摆脱诱惑的唯一方式:是臣服于诱惑。
我,与自己的本能,一边和解,一边对峙,相爱相杀。抗议无效,挣扎脱力;只有俯首称臣。
因此,后半夜:我,不停地处辗转反侧,无法成眠状态。
第二天早上,想当然的,我起得很晚。等来到楼下餐厅,已经是该吃午饭的时候了;苑扬波,早已让采扬派车给送回去了。
明知道,采扬并没有发现昨晚,我略显龌龊的“听墙根儿”行为。自己,仍然做贼心虚似的,不敢正眼看他。最是,在他给我夹菜,盛饭之时,总会不能自已联想到,他上瞒下骗,偷偷给我喂药的事实。心里,终归是不舒服的。

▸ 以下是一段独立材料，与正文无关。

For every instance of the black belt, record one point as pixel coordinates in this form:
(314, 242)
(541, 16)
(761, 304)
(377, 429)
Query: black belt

对于,他夹到我碗中的食物,味同嚼蜡般吞咽的同时;又时刻感到如鲠在喉。
我想:我与他之间,还是有了一些芥蒂的。
不想去责备他,不想去猜忌他;可,心底总有一个声音,在很小人地对自己煽动着负面的情绪——你,便真的相信,他是纯洁无辜的吗?他,没有个人的险恶用心吗?如果真是为你好,你的记忆,你过往的人生,又去了哪里?那些,乱七八糟的药物,也许会让你维持表面上的健康;可是当初,谁,又是造成你精神错乱的始作俑者呢?
自闭。
那时常闪现在梦境中的儿时面貌:你,是一个笑得天真浪漫,无忧无虑的孩子。看起来,完全不是一个天生的“自闭症”儿童。直到,那些至关重要的记忆,在幽深的时光里被无限期的深埋,屏蔽;你才变成了现在的你。一个,你全然陌生的,得花费全身精力,一往无前的果敢,去重新接受,并且去认知的自己。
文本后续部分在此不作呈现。